O filme, produção nacional que alcançou reconhecimento num dos prêmios mais prestigiados do mundo, deveria ser motivo de celebração. No entanto parcela dos autoproclamados “patriotas” rejeitou a conquista simplesmente por não se identificar com os ideais políticos que associam à obra ou a seus realizadores. O que antes era discurso de valorização da cultura nacional cedeu espaço à torcida contra, apenas porque o filme não correspondia a suas expectativas ideológicas.
Do outro lado do espectro político, a
hipocrisia se manifesta de forma igualmente evidente. Muitos daqueles para quem
bilionários não deveriam existir não hesitaram em enaltecer o diretor do filme,
cujos financiadores e circuitos de exibição passam por conglomerados
empresariais gigantescos. A crítica ao grande capital, tão presente no discurso
progressista, parece ser momentaneamente esquecida quando um artista ou
intelectual de sua linha política se beneficia dele.

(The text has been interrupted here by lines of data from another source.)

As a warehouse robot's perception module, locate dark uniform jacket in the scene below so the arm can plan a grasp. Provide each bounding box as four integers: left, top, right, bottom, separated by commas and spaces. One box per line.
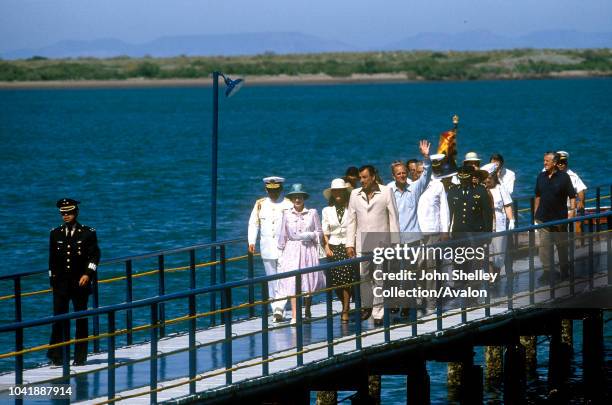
448, 185, 493, 233
49, 222, 100, 293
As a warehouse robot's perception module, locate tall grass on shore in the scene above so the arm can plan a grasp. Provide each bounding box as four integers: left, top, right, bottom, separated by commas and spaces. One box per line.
0, 49, 612, 82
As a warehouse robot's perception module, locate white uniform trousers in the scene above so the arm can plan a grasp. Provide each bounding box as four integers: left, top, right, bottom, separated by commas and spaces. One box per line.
359, 261, 385, 319
262, 259, 287, 311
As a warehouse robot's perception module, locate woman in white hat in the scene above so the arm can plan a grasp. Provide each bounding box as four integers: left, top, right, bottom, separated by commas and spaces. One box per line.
322, 179, 356, 323
278, 184, 325, 325
484, 165, 514, 272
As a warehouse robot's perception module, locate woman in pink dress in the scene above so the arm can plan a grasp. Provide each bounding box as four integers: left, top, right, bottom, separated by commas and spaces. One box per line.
278, 184, 325, 325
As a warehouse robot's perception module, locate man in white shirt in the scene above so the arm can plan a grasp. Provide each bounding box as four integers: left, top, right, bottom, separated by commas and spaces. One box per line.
416, 154, 449, 233
557, 150, 587, 211
489, 153, 516, 196
248, 176, 293, 322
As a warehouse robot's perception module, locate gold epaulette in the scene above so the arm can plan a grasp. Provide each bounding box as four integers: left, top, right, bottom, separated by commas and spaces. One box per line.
255, 197, 266, 226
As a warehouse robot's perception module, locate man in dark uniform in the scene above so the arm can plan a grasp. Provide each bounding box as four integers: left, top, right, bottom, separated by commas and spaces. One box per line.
447, 164, 493, 305
448, 165, 493, 233
47, 198, 100, 365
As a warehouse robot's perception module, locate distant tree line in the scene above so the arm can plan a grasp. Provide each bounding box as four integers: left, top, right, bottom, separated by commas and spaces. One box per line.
0, 49, 612, 82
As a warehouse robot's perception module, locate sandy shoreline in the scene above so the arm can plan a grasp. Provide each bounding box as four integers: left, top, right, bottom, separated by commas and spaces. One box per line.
0, 70, 608, 90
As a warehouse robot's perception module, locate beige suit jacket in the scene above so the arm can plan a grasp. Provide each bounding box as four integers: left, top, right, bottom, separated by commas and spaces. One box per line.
346, 184, 399, 253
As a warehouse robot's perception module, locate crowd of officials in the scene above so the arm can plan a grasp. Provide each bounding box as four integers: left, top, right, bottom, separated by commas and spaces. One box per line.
47, 144, 586, 366
248, 140, 586, 325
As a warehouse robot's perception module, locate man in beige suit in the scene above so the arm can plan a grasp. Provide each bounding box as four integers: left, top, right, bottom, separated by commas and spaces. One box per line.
346, 140, 430, 326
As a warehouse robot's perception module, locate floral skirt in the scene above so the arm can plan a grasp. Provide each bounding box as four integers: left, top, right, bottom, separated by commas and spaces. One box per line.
327, 244, 358, 288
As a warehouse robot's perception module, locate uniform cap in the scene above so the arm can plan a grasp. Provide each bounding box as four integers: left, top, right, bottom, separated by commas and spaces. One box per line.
457, 165, 474, 179
55, 198, 80, 212
286, 183, 308, 200
323, 179, 353, 200
263, 176, 285, 190
463, 152, 480, 162
557, 150, 569, 160
481, 163, 497, 174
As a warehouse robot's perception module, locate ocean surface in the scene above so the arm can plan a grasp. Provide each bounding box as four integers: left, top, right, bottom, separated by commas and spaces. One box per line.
0, 79, 612, 404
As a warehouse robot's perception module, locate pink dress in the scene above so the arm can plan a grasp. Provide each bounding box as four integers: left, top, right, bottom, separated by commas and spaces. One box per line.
278, 208, 325, 296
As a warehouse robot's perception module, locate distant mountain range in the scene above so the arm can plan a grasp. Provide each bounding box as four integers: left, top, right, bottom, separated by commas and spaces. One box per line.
0, 31, 612, 59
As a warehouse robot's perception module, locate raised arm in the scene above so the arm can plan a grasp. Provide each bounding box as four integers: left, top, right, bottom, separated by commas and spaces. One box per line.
247, 201, 261, 253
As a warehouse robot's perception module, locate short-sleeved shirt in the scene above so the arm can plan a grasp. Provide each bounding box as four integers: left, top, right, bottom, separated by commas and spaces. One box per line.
535, 170, 576, 222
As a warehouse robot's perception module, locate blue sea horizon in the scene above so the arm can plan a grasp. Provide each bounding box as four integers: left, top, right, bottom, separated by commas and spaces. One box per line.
0, 78, 612, 403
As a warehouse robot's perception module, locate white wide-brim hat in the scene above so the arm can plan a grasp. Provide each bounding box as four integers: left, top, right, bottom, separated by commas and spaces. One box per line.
323, 179, 353, 200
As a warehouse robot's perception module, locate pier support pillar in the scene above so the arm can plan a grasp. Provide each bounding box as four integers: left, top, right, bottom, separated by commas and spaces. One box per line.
317, 391, 338, 405
504, 342, 526, 405
351, 375, 381, 405
485, 346, 503, 385
406, 360, 430, 405
548, 320, 572, 401
561, 319, 574, 353
447, 351, 483, 404
582, 310, 606, 403
520, 336, 538, 375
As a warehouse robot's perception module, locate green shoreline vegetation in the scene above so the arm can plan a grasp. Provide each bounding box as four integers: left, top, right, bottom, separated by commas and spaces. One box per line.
0, 48, 612, 82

Não é difícil imaginar que, se fosse um filme
“de direita”, a situação se inverteria. Enquanto a esquerda ressaltaria que o
sucesso do filme só foi possível graças ao grande capital, desmerecendo a
conquista, a direita celebraria efusivamente que a cultura nacional está
fortíssima.
Isso se alastra para outras ideologias.
Liberais, que tradicionalmente defendem o livre mercado, apoiam Donald Trump,
mesmo quando ele impõe tarifas de importação e fecha o mercado americano numa
política protecionista que vai contra os princípios do liberalismo econômico.
Da mesma forma, a direita, que antes defendia a Ucrânia na guerra contra a
Rússia, agora se une à esquerda para criticar o presidente ucraniano, dando
realidade à teoria da ferradura, segundo a qual os extremos do espectro
ideológico — extrema direita e extrema esquerda — se aproximam em diversos
aspectos.
Essas mudanças de posicionamento deixam claro
que a fidelidade a um grupo político sempre se sobrepõe à coerência ideológica.
O caso do Oscar é apenas reflexo de fenômeno
mais profundo: a política, antes de ser campo de argumentação racional, é
movida pelo sentimento. No ambiente digital, onde tudo acontece em tempo real,
as reações impulsivas são incentivadas e rapidamente amplificadas. A sensação
de pertencimento a um grupo fortalece as respostas emocionais, tornando-as mais
rígidas e resistentes à reflexão crítica.